In this world of “boundary” talk, I am a semipermeable membrane—allowing all that fits through the unclosable doors to pass through my sham of a barrier and enter my day-to-day living. In my spreading thin I have become too easily diffused—matter spreads, rationalization spreads, real need spreads—my membrane becomes thinner yet. Pressure is exerted from the outside and I allow passage once again. This is not always a bad thing. Not always.

But then there are nights like tonight—nights that have followed days that have followed weeks of meeting other people’s needs and neglecting my own. Our pastor once said that if you feel like you don’t have time for any more friends, you need more of Jesus in your life. This from a man you have to make an appointment three weeks out to talk to. Not that I don’t understand his point—I truly do. But perhaps if I were a man and my children were grown and I had an assistant who managed all my contact with the outer world, I could be as cavalier about the issue.

The truth is, I do need more of Jesus. I need him to fill me up so that when I pour myself out yet again there is reserve left for me to survive upon. I need him to teach me to love when I don’t feel loving, to forgive when I don’t feel forgiving, to listen when I don’t feel like listening. But I also need him to show me when to serve and when to withdraw into the solitude of the wilderness, to show me how to find and take those quiet times alone with the Father, to show me how to rest in the Lord and wait upon him. I need the Heavenly Flight Attendant to remind me that my mask goes on first.

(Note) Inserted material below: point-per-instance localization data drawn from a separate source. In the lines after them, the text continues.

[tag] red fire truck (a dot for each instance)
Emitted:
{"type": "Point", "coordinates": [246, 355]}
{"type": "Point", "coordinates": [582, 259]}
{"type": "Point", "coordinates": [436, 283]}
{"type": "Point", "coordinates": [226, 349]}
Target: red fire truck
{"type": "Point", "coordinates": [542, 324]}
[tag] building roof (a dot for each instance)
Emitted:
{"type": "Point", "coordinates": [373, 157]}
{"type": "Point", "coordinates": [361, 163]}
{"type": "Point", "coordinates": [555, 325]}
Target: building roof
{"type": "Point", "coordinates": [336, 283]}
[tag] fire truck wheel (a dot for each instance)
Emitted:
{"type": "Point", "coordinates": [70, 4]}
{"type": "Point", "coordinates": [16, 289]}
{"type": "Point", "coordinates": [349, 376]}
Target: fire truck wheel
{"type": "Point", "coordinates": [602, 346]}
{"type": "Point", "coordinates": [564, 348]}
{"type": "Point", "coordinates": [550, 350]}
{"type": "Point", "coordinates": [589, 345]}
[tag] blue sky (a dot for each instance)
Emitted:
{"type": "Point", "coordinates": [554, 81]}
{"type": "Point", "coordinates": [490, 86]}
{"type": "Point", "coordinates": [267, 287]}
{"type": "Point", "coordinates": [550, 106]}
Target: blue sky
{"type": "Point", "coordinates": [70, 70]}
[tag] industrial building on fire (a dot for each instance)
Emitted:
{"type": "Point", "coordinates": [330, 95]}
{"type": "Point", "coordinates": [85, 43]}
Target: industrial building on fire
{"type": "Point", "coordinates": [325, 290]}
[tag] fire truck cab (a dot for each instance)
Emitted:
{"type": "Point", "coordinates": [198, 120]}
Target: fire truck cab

So, if you call my house and get the machine—I may or may not be there. I am trying to learn, slowly, that it is okay to not answer the phone, to not go back up to my daughter’s room for the fourth time, to not have to meet every need presented to me. “The need is not the call,” another pastor used to remind me. Tonight, I listen to the call—and it is not the telephone. Tonight, I allow myself to meet my own needs.

1 comment:

Lefty Sloane said...

I love this post. So honest, so true! I can relate to it more often than I care to admit. Especially the days everyone comes home in "a mood".
Also, may I add, your blog looks great. You switched to beta, yes?
Your writing continues to be inspiring to me.Blessings.